Not known: dizziness, alterations of taste and smell.
Eye disorders: Not known: chorioretinopathy, cataract, glaucoma, increased ocular pressure, blurred vision.
Respiratory, thoracic and mediastinal disorders: Common: bronchitis, epistaxis, cough.
Rare: nasal septum perforations.
Not known: Nausea, nasal irritation, dry mucous membrane, nasal congestion, sneezing, dyspnoea.
Gastrointestinal disorders: Common: dyspepsia, tooth disorder.
Not known: nausea.
General disorders and administration site conditions: Not known: fatigue.
Investigations: Not known: decreased blood cortisol.
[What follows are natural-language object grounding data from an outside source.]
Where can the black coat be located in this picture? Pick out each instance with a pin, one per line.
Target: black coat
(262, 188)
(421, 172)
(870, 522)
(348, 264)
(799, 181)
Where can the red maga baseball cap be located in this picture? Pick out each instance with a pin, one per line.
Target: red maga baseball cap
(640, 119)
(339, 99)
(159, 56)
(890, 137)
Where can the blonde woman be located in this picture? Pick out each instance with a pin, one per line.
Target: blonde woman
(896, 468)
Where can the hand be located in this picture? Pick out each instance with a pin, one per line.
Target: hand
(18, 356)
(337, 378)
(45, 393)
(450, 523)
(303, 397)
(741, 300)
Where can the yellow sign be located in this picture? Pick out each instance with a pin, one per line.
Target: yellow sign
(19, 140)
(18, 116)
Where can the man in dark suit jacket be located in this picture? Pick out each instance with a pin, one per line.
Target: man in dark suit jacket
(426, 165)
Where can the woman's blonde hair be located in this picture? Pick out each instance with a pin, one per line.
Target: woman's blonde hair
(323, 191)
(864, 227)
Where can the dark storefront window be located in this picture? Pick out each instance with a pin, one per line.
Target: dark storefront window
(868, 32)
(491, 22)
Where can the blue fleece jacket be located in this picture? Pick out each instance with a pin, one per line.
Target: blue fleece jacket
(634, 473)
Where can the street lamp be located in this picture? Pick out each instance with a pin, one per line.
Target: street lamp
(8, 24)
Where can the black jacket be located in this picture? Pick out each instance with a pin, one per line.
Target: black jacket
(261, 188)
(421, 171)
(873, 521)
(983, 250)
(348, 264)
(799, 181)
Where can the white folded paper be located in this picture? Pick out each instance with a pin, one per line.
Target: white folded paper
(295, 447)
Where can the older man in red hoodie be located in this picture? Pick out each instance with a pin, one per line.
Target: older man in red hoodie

In placebo-controlled, double-blind and open-label clinical studies, 1483 adults and children 12 years and older received treatment with triamcinolone acetonide aqueous nasal spray. These patients were treated for an average duration of 51 days. In the controlled trials (2-5 weeks duration) from which the following adverse reaction data are derived, 1394 patients were treated with Nasacort AQ Nasal Spray for an average of 19 days. In a long-term, open-label study, 172 patients received treatment for an average duration of 286 days.
Adverse events occurring at an incidence of 2% or greater and more common among Nasacort AQ-treated patients than placebo-treated patients in controlled adult clinical trials were: (See table.)
Click on icon to see table/diagram/image
Children 4 to 12 years of age (=622) were studied in 3 controlled clinical trials. Of these, 179 received 110 mcg/day and 215 received 220 mcg/day Nasacort AQ Nasal Spray in two, six, or twelve weeks trials. The longest average duration of treatment for patients receiving 110 mcg/day was 76.3 days and 79.6 days for those receiving 220 mcg/day.
The experienced adverse reactions, with the exception of epistaxis (in adults), and the exception of nasal congestion and sneezing (in children) were reported at approximately the same or lower incidence as placebo treated patients. Only 1% of the patients in the controlled trials discontinued treatment (e.g. pharyngitis, headache).
In children, no patient receiving 110 mcg/day discontinued due to a serious adverse event and one patient receiving 220 mcg/day discontinued due to a serious event that was considered not drug related. Overall, these studies found the adverse experience profile for Nasacort AQ to be similar to placebo.
Adverse events occurring at an incidence of 2% or greater and more common among adult patients treated with placebo than Nasacort AQ were: headache, and rhinitis. In children 4 to 12 years were epistaxis (3.1%), rhinitis (1.4%) headache. (1.2%).
In clinical trials, nasal septum perforation was reported in one adult patient although relationship to Nasacort AQ Nasal Spray has not been established.
In the event of accidental overdose, an increased potential for these adverse experiences may be expected, but acute systemic adverse experiences are unlikely. (See Overdosage.)